Sur les conclusions à fin d’annulation :
4. Aux termes de l’article L. 731-1 du code de l’entrée et du séjour des étrangers et du droit d’asile : « L’autorité administrative peut assigner à résidence l’étranger qui ne peut quitter immédiatement le territoire français mais dont l’éloignement demeure une perspective raisonnable, dans les cas suivants : / 1° L’étranger fait l’objet d’une décision portant obligation de quitter le territoire français, prise moins de trois ans auparavant, pour laquelle le délai de départ volontaire est expiré ou n’a pas été accordé (… ) ». L’article R. 733-1 de ce code dispose que : « L’autorité administrative qui a ordonné l’assignation à résidence de l’étranger en application des articles L. 731-1, L. 731-3, L. 731-4 ou L. 731-5 définit les modalités d’application de la mesure : / 1° Elle détermine le périmètre dans lequel il est autorisé à circuler muni des documents justifiant de son identité et de sa situation administrative et au sein duquel est fixée sa résidence ; / 2° Elle lui désigne le service auquel il doit se présenter, selon une fréquence qu’elle fixe dans la limite d’une présentation par jour, en précisant si l’obligation de présentation s’applique les dimanches et les jours fériés ou chômés ; / 3° Elle peut lui désigner une plage horaire pendant laquelle il doit demeurer dans les locaux où il réside ».
5. Si M. A… soutient que la décision 17 février 2026 l’assignant à résidence est disproportionnée dès lors qu’il réside à Lyon, d’une part, l’attestation de domicile produite ne fait état que d’une domiciliation postale au centre communal d’action sociale de la ville de Lyon, d’autre part, il ressort du procès-verbal d’audition du 17 février 2026 que M. A… a déclaré aux services de la police judiciaire à la suite de son interpellation un domicile au 21 rue Albert Poylo à Saint-Etienne. Par suite, et alors qu’une telle mesure est par nature limitative de liberté, la décision par laquelle la préfète de la Loire a assigné à résidence M. A… dans le département de la Loire pour une durée de 45 jours et le contraint à se présenter les lundis, mercredis et vendredis à 10h au commissariat de police de Saint-Etienne n’est pas disproportionnée.

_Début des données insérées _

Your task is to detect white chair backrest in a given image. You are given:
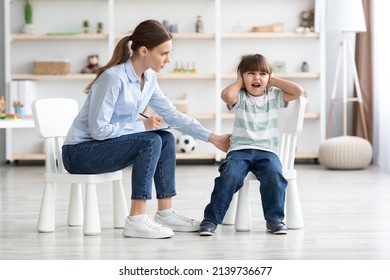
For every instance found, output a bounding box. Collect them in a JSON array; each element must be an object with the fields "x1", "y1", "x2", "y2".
[
  {"x1": 279, "y1": 96, "x2": 306, "y2": 170},
  {"x1": 31, "y1": 98, "x2": 79, "y2": 173}
]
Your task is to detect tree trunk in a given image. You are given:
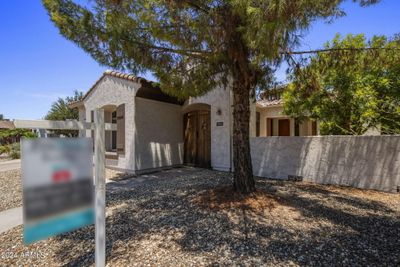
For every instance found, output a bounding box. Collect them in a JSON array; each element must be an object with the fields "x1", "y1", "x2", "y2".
[
  {"x1": 233, "y1": 77, "x2": 255, "y2": 194},
  {"x1": 224, "y1": 8, "x2": 256, "y2": 194}
]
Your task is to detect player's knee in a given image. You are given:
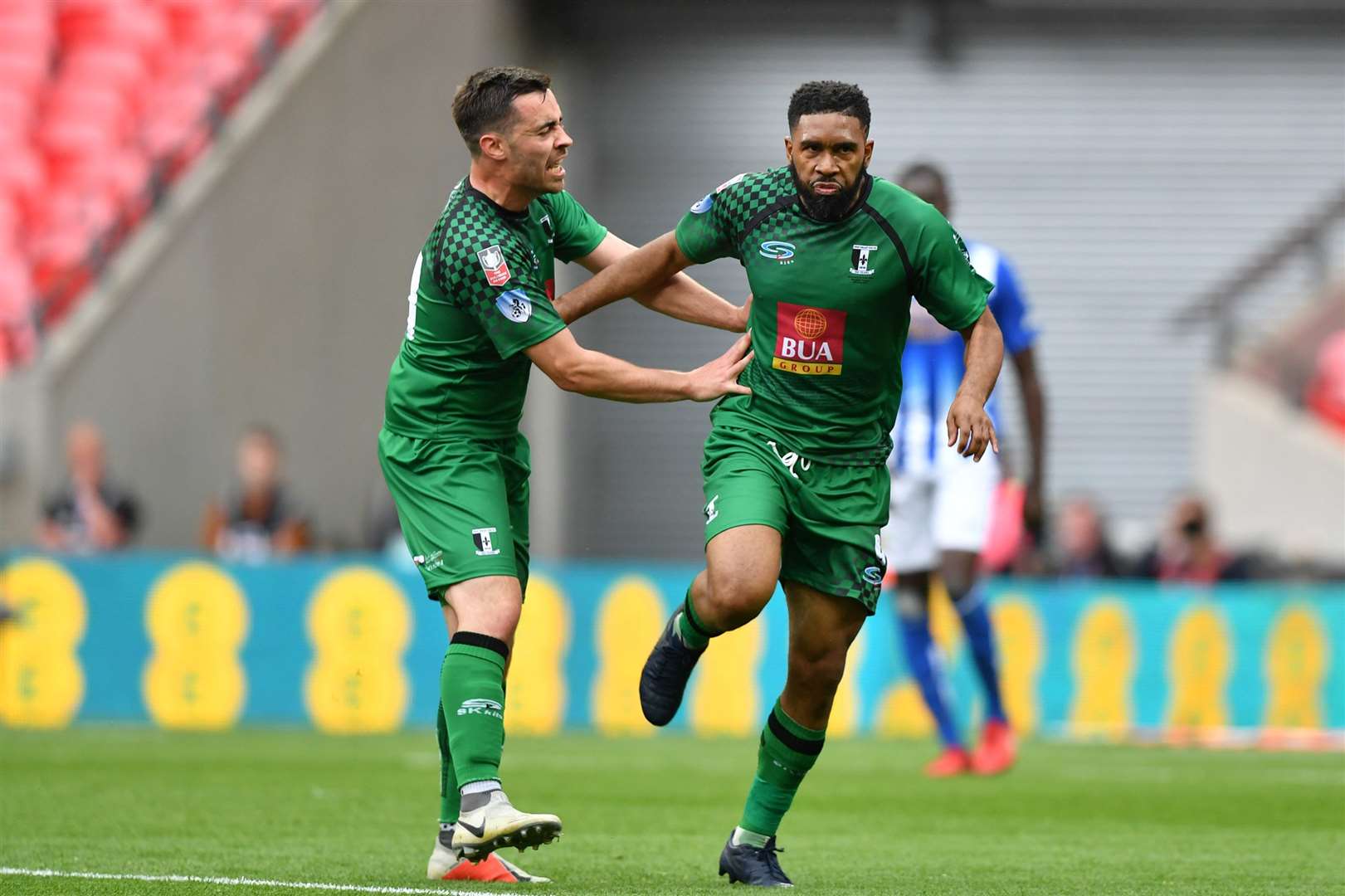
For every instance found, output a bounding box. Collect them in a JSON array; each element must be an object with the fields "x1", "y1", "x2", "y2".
[
  {"x1": 706, "y1": 569, "x2": 775, "y2": 631},
  {"x1": 790, "y1": 645, "x2": 846, "y2": 686}
]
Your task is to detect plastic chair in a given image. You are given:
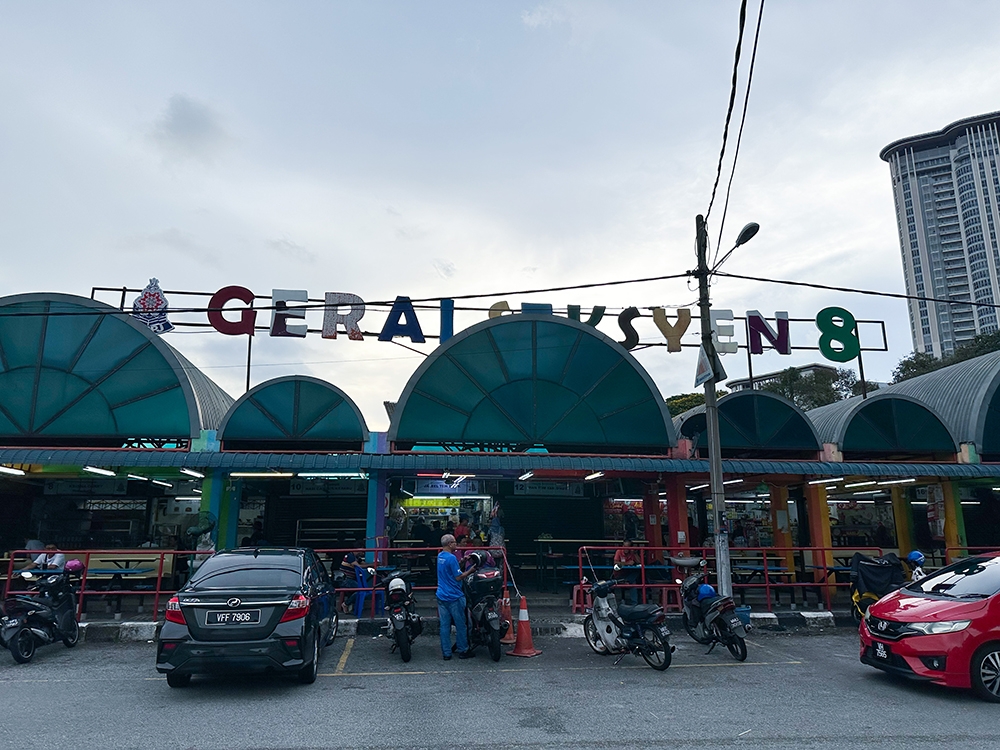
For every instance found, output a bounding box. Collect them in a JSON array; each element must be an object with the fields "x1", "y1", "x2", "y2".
[{"x1": 354, "y1": 567, "x2": 385, "y2": 619}]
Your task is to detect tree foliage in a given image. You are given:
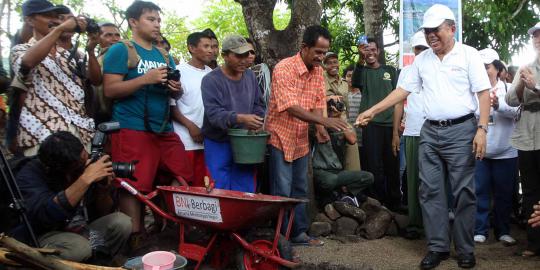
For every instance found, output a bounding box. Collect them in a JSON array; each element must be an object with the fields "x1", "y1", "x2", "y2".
[{"x1": 463, "y1": 0, "x2": 540, "y2": 61}]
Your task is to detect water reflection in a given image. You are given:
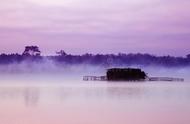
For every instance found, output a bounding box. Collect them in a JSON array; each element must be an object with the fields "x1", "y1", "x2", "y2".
[{"x1": 0, "y1": 84, "x2": 190, "y2": 107}]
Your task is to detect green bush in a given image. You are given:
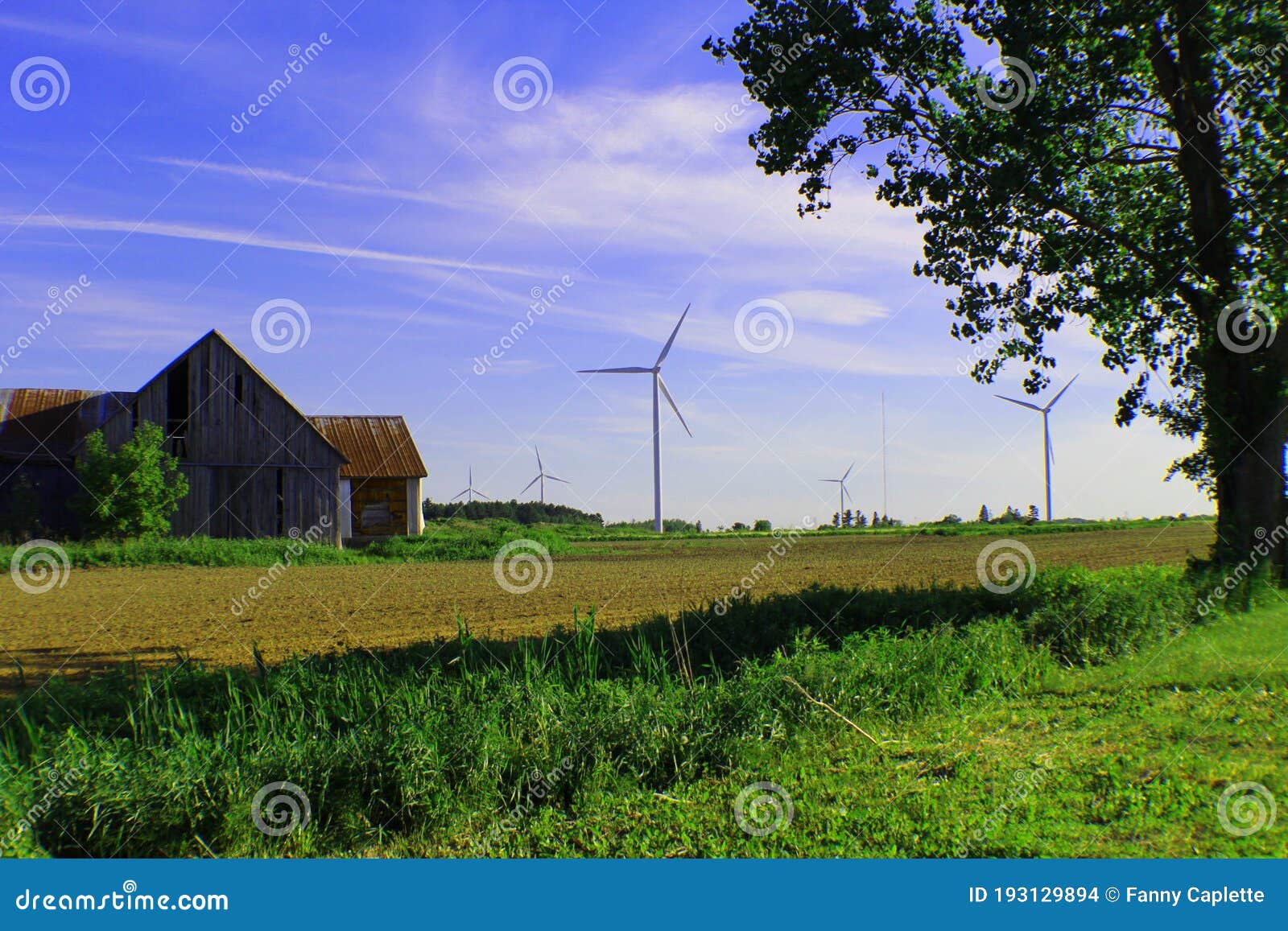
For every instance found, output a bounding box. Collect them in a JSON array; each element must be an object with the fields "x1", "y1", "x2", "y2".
[
  {"x1": 76, "y1": 421, "x2": 188, "y2": 538},
  {"x1": 1022, "y1": 566, "x2": 1198, "y2": 665}
]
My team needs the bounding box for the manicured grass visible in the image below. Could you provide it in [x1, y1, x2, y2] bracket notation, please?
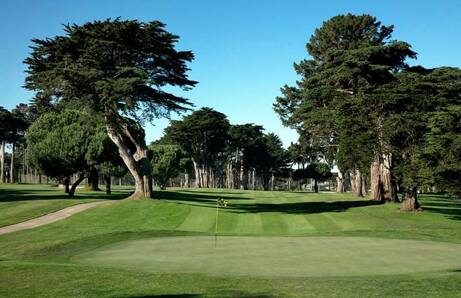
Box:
[71, 236, 461, 278]
[0, 186, 461, 297]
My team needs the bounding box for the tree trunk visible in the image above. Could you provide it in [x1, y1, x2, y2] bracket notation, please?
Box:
[370, 154, 398, 202]
[240, 160, 246, 189]
[0, 141, 6, 183]
[10, 143, 16, 183]
[184, 172, 190, 188]
[400, 188, 422, 212]
[86, 167, 101, 191]
[336, 169, 344, 192]
[69, 173, 85, 197]
[104, 175, 112, 195]
[107, 125, 152, 199]
[59, 177, 70, 193]
[370, 157, 383, 201]
[354, 169, 363, 197]
[192, 158, 200, 188]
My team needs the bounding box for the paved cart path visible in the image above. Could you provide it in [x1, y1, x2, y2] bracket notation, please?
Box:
[0, 201, 111, 235]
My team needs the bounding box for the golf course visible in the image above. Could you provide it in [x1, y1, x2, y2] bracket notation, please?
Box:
[0, 184, 461, 297]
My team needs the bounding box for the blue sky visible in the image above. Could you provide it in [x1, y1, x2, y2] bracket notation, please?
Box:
[0, 0, 461, 145]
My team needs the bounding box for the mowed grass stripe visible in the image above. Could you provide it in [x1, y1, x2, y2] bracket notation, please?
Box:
[274, 196, 316, 234]
[304, 213, 340, 232]
[220, 212, 264, 235]
[176, 206, 215, 232]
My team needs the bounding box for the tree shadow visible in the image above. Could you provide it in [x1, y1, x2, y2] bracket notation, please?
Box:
[0, 186, 132, 202]
[153, 190, 253, 204]
[154, 191, 381, 214]
[421, 198, 461, 220]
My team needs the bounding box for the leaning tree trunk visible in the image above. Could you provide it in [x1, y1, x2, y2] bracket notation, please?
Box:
[353, 169, 363, 197]
[336, 170, 344, 192]
[0, 141, 5, 183]
[370, 154, 398, 202]
[240, 160, 246, 189]
[107, 125, 152, 199]
[104, 175, 112, 195]
[69, 173, 85, 197]
[400, 188, 422, 212]
[192, 158, 202, 188]
[10, 143, 16, 183]
[86, 167, 101, 191]
[58, 177, 70, 194]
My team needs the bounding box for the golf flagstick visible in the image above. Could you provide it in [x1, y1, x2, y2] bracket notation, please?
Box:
[214, 198, 227, 248]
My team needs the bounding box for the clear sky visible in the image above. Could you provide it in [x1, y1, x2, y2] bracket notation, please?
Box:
[0, 0, 461, 145]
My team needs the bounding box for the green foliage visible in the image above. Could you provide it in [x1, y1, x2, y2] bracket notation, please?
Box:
[293, 162, 333, 181]
[27, 110, 115, 179]
[24, 18, 196, 122]
[0, 106, 28, 143]
[160, 108, 230, 164]
[149, 144, 184, 189]
[274, 14, 416, 176]
[414, 105, 461, 196]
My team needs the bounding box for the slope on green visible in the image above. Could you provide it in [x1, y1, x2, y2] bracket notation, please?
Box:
[72, 236, 461, 277]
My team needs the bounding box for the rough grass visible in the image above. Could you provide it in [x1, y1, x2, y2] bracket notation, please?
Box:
[0, 185, 461, 297]
[0, 184, 126, 227]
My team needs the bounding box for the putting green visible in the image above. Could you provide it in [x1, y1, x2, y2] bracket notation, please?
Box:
[73, 236, 461, 277]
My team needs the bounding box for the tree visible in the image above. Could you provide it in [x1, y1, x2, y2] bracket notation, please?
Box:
[0, 107, 11, 183]
[162, 108, 230, 187]
[293, 162, 333, 192]
[0, 106, 28, 183]
[256, 133, 288, 190]
[413, 105, 461, 197]
[228, 123, 268, 189]
[27, 110, 114, 196]
[25, 19, 196, 198]
[274, 14, 416, 201]
[149, 144, 183, 190]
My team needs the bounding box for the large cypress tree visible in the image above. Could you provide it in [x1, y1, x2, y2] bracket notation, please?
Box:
[25, 19, 196, 198]
[274, 14, 416, 201]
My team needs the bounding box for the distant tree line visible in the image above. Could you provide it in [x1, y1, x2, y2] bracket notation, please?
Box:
[0, 14, 461, 211]
[274, 14, 461, 211]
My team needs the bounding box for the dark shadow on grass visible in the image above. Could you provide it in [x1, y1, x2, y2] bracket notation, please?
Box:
[154, 191, 381, 214]
[421, 197, 461, 220]
[130, 291, 273, 298]
[129, 294, 203, 298]
[153, 190, 253, 204]
[224, 200, 381, 214]
[0, 186, 131, 202]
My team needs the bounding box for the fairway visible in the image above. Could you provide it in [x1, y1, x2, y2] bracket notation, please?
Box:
[73, 236, 461, 277]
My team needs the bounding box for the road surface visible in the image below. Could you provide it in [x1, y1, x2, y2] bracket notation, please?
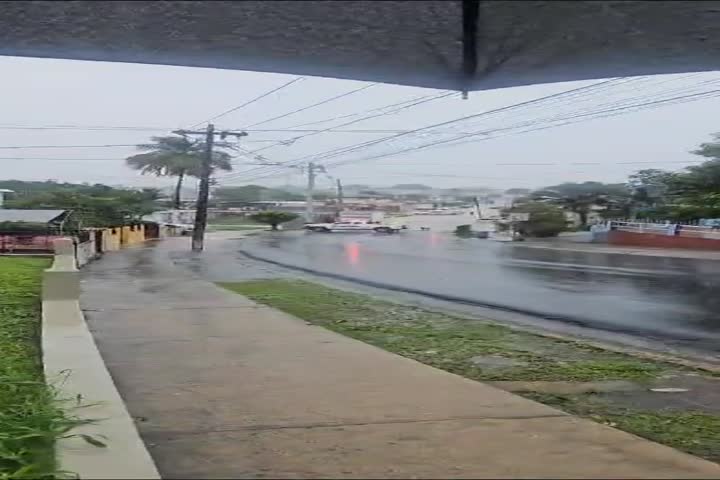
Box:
[167, 231, 720, 361]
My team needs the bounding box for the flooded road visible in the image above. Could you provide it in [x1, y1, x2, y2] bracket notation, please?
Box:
[232, 232, 720, 352]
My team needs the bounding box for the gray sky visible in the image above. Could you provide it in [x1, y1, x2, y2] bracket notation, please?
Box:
[0, 57, 720, 188]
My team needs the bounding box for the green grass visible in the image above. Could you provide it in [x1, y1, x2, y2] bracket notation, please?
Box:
[523, 393, 720, 462]
[0, 257, 76, 479]
[208, 215, 267, 227]
[222, 280, 672, 381]
[208, 224, 270, 232]
[220, 280, 720, 461]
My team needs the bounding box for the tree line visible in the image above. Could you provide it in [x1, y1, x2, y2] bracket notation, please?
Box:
[508, 134, 720, 236]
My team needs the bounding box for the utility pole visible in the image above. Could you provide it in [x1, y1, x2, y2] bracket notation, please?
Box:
[173, 123, 247, 252]
[192, 123, 215, 252]
[305, 162, 317, 222]
[336, 178, 344, 216]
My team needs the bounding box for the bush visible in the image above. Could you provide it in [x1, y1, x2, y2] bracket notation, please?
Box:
[250, 211, 298, 230]
[511, 202, 567, 238]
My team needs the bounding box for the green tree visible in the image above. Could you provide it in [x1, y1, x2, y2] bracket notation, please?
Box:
[213, 185, 305, 203]
[506, 202, 567, 237]
[530, 182, 630, 226]
[125, 136, 232, 208]
[250, 211, 298, 230]
[628, 168, 675, 211]
[8, 185, 159, 229]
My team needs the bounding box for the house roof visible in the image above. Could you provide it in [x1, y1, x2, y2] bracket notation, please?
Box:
[0, 208, 67, 223]
[0, 0, 720, 90]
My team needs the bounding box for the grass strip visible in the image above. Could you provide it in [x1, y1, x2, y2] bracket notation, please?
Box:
[220, 279, 720, 461]
[0, 257, 77, 480]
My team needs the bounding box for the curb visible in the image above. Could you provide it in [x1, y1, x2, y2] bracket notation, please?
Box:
[42, 239, 160, 479]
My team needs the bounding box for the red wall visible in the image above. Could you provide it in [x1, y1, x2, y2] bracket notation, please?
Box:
[608, 230, 720, 250]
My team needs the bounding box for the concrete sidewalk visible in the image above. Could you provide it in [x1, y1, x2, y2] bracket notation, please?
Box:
[508, 240, 720, 260]
[82, 238, 720, 478]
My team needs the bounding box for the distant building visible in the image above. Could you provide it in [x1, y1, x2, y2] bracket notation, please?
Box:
[0, 208, 72, 233]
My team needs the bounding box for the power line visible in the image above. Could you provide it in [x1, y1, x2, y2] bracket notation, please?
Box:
[190, 77, 305, 128]
[329, 90, 720, 171]
[0, 125, 478, 134]
[288, 94, 433, 128]
[225, 82, 720, 184]
[0, 143, 137, 149]
[243, 92, 456, 156]
[245, 83, 377, 130]
[218, 77, 624, 185]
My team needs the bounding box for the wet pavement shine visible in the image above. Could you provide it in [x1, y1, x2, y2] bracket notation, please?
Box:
[177, 231, 720, 358]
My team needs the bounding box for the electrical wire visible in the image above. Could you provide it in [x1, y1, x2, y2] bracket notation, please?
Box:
[244, 83, 377, 130]
[242, 92, 456, 156]
[190, 77, 305, 128]
[0, 143, 137, 150]
[215, 77, 625, 184]
[225, 82, 720, 184]
[328, 89, 720, 171]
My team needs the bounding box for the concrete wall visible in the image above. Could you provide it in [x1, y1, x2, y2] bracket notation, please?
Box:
[102, 227, 120, 252]
[76, 239, 97, 267]
[42, 238, 160, 479]
[120, 225, 145, 246]
[608, 230, 720, 250]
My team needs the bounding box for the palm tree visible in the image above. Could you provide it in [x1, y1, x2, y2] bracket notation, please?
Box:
[125, 136, 232, 208]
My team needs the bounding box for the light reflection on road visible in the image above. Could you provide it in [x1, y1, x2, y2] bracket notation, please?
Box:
[242, 231, 720, 351]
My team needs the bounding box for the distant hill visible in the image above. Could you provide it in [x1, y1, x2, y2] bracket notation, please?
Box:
[390, 183, 433, 190]
[213, 185, 305, 202]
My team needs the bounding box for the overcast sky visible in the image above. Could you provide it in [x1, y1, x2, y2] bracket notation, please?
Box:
[0, 57, 720, 188]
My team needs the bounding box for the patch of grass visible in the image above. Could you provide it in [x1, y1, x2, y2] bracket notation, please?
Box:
[220, 280, 720, 461]
[522, 393, 720, 462]
[208, 215, 266, 227]
[221, 280, 673, 381]
[208, 224, 269, 232]
[0, 257, 76, 479]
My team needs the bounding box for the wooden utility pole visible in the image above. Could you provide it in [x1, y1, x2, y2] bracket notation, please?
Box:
[336, 178, 344, 212]
[305, 162, 316, 222]
[173, 123, 247, 252]
[192, 123, 215, 252]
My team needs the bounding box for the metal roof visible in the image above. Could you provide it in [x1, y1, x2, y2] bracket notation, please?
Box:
[0, 208, 67, 223]
[0, 0, 720, 93]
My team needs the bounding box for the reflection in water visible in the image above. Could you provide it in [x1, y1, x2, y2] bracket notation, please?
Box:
[504, 244, 720, 331]
[242, 232, 720, 351]
[345, 242, 360, 265]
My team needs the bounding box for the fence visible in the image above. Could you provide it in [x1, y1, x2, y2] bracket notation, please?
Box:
[610, 222, 720, 240]
[0, 233, 62, 253]
[608, 222, 720, 250]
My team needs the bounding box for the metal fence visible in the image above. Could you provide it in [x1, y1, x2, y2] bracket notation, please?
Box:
[610, 221, 720, 240]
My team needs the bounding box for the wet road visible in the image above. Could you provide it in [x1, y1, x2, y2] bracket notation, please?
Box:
[232, 232, 720, 353]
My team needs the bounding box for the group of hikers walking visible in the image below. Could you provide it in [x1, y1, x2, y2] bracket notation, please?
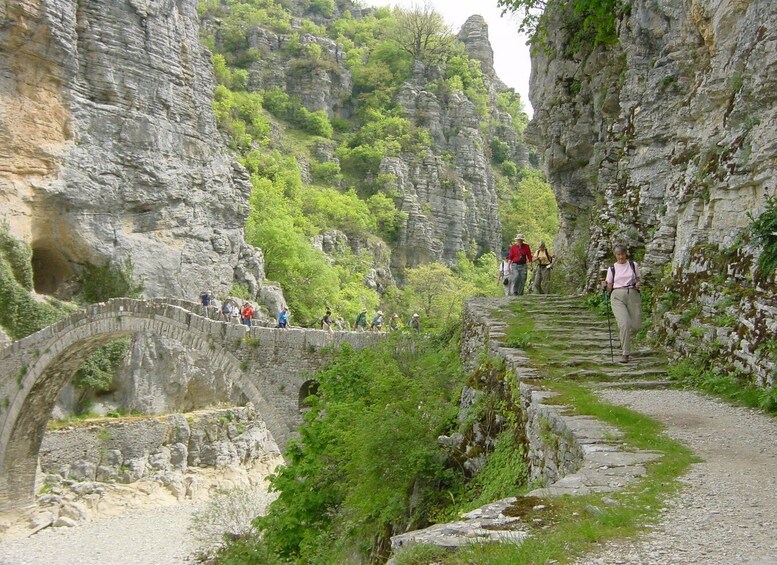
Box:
[200, 237, 642, 363]
[498, 233, 642, 363]
[498, 233, 556, 296]
[200, 290, 421, 333]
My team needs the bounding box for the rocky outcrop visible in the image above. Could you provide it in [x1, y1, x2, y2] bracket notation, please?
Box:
[527, 0, 777, 383]
[40, 405, 280, 482]
[242, 27, 352, 116]
[0, 0, 264, 297]
[388, 16, 528, 269]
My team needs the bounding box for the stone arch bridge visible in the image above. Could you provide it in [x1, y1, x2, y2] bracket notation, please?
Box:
[0, 298, 380, 511]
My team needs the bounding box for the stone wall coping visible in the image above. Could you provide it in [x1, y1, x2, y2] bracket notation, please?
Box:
[389, 298, 661, 564]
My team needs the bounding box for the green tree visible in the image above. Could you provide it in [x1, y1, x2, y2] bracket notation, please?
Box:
[499, 169, 559, 250]
[389, 0, 454, 64]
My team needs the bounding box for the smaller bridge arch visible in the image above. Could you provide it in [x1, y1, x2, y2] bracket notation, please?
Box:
[0, 299, 375, 511]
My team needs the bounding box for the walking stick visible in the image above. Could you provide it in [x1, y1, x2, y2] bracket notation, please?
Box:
[602, 288, 615, 363]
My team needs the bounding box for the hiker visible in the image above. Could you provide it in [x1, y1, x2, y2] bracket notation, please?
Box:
[354, 308, 367, 332]
[229, 303, 240, 324]
[604, 244, 642, 363]
[321, 308, 332, 334]
[534, 241, 556, 294]
[219, 298, 232, 322]
[509, 233, 532, 296]
[240, 302, 254, 328]
[370, 310, 383, 332]
[278, 307, 290, 329]
[496, 251, 512, 296]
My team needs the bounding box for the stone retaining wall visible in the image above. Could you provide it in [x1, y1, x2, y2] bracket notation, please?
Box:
[389, 299, 658, 564]
[40, 405, 280, 486]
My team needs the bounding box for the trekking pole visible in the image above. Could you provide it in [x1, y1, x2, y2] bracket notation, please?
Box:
[602, 288, 615, 363]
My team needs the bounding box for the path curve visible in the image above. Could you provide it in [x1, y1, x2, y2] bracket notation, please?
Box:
[577, 389, 777, 565]
[0, 502, 202, 565]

6. Il résulte de ce qui précède que la requête de M. A… doit être rejetée.
D E C I D E :
Article 1er : M. A… est admis au bénéfice de l’aide juridictionnelle provisoire.
Article 2 : La requête de M. A… est rejetée.
Article 3 : Le présent jugement sera notifié à M. B… A… et à la préfète de la Loire.
Rendu public par mise à disposition au greffe le 16 mars 2026.
La magistrate désignée,
A. Lacroix
La greffière,
L. Bon-Mardion
La République mande et ordonne à la préfète de la Loire en ce qui la concerne ou à tous commissaires de justice à ce requis en ce qui concerne les voies de droit commun contre les parties privées, de pourvoir à l’exécution de la présente décision.